Si tratta in maggior parte di studenti in età di scuola superiore, "e tutti tra persone che non avevano effettuato o completato, per varie motivazioni, il ciclo vaccinale relativo a questa patologia". Lo spiega l'Ausl Romagna in nota. Il primo caso risale al 28 dicembre. Per due pazienti è stato necessario il ricovero ospedaliero: il primo per una complicazione encefalica, è stato dimesso, mentre l'altro è tutt'ora ricoverato per polmonite. Per gli altri pazienti al momento non sussistono complicazioni.

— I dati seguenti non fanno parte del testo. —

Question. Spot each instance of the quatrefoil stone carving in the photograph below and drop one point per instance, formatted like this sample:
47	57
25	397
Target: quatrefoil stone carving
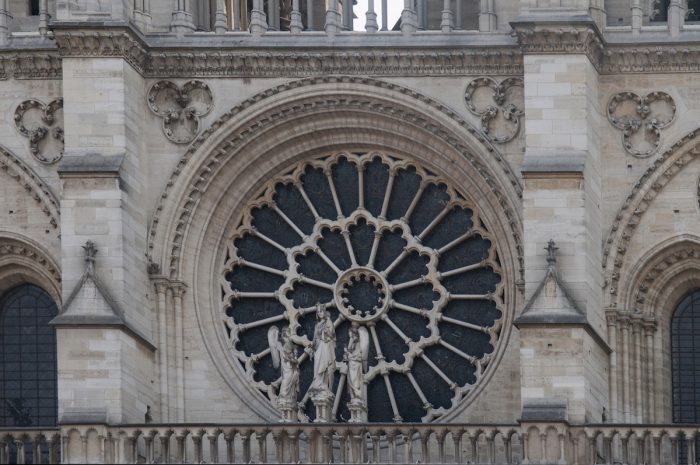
42	124
641	119
500	123
180	107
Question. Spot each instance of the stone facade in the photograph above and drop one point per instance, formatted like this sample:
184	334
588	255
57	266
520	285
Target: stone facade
149	127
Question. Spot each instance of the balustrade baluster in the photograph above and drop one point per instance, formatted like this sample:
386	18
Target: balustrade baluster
230	439
458	14
691	449
447	24
371	18
385	16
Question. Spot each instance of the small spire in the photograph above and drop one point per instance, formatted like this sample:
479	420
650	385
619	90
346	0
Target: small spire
90	252
551	252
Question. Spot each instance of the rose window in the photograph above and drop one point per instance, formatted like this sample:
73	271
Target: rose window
382	243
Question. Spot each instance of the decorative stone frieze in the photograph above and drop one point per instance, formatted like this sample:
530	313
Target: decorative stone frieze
641	119
555	38
501	94
32	184
32	64
42	124
180	108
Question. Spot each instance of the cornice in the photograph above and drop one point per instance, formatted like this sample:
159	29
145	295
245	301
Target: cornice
574	35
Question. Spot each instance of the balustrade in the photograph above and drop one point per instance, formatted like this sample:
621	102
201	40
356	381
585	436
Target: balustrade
527	443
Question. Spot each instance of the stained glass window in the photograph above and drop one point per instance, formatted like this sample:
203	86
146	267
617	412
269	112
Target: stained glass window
685	353
380	242
27	358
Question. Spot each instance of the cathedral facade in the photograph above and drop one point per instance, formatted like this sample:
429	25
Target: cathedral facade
241	231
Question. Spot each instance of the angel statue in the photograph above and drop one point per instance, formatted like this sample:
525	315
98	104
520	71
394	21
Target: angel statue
284	355
356	354
323	353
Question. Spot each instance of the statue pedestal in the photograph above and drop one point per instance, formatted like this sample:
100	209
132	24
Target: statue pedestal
323	402
358	411
288	409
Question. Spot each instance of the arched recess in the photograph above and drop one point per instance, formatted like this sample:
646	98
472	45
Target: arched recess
228	165
656	285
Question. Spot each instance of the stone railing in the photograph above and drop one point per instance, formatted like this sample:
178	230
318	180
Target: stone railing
540	443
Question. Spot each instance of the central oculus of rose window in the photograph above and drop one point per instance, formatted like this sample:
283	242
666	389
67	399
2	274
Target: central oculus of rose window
381	243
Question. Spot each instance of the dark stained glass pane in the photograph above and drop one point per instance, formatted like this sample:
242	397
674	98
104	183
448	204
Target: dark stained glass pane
27	358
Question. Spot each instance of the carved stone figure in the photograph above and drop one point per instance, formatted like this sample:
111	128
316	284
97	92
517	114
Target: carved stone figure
284	355
356	353
323	351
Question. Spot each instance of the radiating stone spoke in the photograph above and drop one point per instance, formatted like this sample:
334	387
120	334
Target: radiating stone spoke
288	221
331	184
438	371
305	196
263	322
416	198
464	324
387	193
456	242
468	357
435	221
257	266
463	269
269	241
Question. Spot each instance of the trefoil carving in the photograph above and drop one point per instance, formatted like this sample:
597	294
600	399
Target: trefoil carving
42	124
500	123
180	107
641	119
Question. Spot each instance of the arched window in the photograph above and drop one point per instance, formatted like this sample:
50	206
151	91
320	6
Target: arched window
685	354
27	358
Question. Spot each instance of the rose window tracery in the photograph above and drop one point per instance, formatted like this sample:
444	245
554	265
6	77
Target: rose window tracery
380	242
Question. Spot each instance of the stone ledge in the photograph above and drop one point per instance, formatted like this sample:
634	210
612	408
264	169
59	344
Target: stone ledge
93	164
551	410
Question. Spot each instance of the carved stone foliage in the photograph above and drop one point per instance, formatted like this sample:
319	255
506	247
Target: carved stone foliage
481	95
379	243
42	124
641	119
180	108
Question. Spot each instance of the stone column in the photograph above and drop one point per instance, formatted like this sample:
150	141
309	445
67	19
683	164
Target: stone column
4	22
182	18
567	354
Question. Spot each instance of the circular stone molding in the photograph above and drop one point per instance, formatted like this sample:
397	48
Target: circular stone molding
380	242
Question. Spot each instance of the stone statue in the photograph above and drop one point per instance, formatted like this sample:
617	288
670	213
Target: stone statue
356	354
323	352
284	355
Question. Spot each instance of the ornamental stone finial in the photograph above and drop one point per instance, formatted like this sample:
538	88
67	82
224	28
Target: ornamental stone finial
90	251
551	252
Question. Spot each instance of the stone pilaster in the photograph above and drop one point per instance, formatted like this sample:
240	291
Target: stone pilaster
561	201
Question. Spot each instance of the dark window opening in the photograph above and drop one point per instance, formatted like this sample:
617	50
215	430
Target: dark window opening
27	359
685	375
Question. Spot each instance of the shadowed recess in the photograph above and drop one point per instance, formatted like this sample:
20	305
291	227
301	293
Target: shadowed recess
376	176
290	201
256	250
316	187
346	184
433	201
268	222
453	225
406	184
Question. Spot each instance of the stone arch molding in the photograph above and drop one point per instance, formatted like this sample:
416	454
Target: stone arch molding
652	182
23	175
228	164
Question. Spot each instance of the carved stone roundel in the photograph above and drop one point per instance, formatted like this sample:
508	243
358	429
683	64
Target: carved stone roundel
381	242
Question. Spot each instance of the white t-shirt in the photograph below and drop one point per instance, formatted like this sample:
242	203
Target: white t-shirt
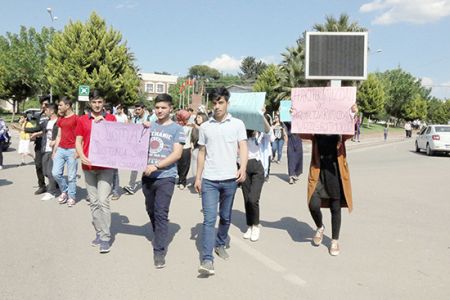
221	141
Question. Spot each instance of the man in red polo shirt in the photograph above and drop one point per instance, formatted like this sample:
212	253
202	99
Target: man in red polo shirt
64	153
98	179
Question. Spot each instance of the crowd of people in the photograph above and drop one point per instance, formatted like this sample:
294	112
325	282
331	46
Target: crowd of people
220	151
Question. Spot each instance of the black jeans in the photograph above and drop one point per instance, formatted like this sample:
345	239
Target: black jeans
39	170
251	189
335	208
183	166
1	153
295	155
158	194
47	164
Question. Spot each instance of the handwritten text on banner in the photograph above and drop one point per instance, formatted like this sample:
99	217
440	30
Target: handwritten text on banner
119	146
323	110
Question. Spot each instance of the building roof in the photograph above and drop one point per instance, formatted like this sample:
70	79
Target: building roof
159	77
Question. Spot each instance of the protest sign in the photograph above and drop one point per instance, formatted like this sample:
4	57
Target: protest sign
285	114
323	110
119	146
249	108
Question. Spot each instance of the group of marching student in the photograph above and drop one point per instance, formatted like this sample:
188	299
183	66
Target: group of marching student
224	154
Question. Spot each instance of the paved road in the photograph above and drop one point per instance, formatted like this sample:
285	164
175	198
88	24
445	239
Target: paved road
395	245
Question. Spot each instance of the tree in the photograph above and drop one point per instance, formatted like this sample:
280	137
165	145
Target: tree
22	59
267	82
203	72
405	96
371	97
342	24
251	69
94	55
224	80
292	71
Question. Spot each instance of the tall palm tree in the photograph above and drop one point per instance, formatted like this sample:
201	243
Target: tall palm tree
342	24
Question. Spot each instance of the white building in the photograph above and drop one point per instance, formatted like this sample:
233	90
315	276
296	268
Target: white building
154	84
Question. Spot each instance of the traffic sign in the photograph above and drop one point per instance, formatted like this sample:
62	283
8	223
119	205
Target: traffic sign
83	93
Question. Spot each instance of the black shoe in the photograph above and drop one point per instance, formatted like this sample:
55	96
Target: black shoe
40	190
160	261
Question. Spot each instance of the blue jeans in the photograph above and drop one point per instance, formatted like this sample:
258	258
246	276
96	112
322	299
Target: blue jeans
216	193
62	157
158	194
277	147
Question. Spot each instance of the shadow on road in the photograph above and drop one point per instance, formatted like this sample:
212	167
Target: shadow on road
282	176
121	224
298	231
435	154
5	182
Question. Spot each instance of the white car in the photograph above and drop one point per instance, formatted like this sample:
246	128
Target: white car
434	138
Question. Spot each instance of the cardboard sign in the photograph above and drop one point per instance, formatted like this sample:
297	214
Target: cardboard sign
323	110
285	114
249	108
119	146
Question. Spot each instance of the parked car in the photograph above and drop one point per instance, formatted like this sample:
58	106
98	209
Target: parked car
433	139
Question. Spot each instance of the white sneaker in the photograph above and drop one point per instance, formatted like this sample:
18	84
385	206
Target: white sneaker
255	233
248	234
334	248
47	197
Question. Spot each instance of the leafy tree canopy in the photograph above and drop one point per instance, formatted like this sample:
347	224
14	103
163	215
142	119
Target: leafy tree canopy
94	55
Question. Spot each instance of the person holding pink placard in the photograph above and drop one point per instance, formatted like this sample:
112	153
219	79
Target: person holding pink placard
99	180
329	183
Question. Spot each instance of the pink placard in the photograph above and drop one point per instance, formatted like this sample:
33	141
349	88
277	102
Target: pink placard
119	146
323	110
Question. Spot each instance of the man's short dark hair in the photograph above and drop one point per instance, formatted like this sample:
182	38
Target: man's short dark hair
96	94
139	104
44	98
66	101
164	98
220	92
108	107
53	106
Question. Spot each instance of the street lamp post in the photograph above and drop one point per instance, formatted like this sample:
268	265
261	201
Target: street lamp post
54	18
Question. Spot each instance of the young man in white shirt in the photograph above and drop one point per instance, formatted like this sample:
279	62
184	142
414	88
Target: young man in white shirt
217	175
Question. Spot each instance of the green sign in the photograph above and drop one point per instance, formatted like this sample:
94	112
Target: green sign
83	93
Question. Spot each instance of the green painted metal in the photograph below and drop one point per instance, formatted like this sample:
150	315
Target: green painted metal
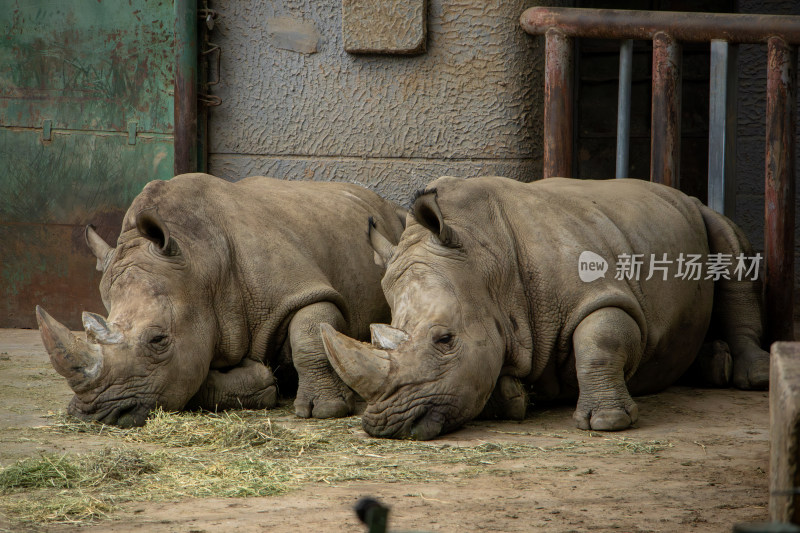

Nel 2018 sono stati registrati oltre 82mila casi di morbillo, con 72 morti tra adulti e bambini, nei 53 paesi che rientrano nell'area europea dell'Organizzazione Mondiale della Sanità, nella quale rientra anche l'Europa dell'Est, Russia compresa. "Purtroppo non tutti hanno accettato la vaccinazione", si legge nella nota dell'Ausl. Si manifesta con sintomi iniziali che di solito includono febbre, spesso superiore a 40 °C, tosse, rinite. Questi ultimi si evidenziano solitamente in 10-12 giorni dopo l'esposizione ad una persona infetta e si protraggono per 7-10 giorni. Il focolaio riguarda diverse regioni in tutto il paese: i primi casi sono stati registrati soprattutto nella regione della capitale Manila e in quella di Luzon Central, ma si sono rapidamente diffusi anche in altre aree. L'unica misura efficace - conclude l'azienda sanitaria - contro questa patologia è la prevenzione attraverso la vaccinazione.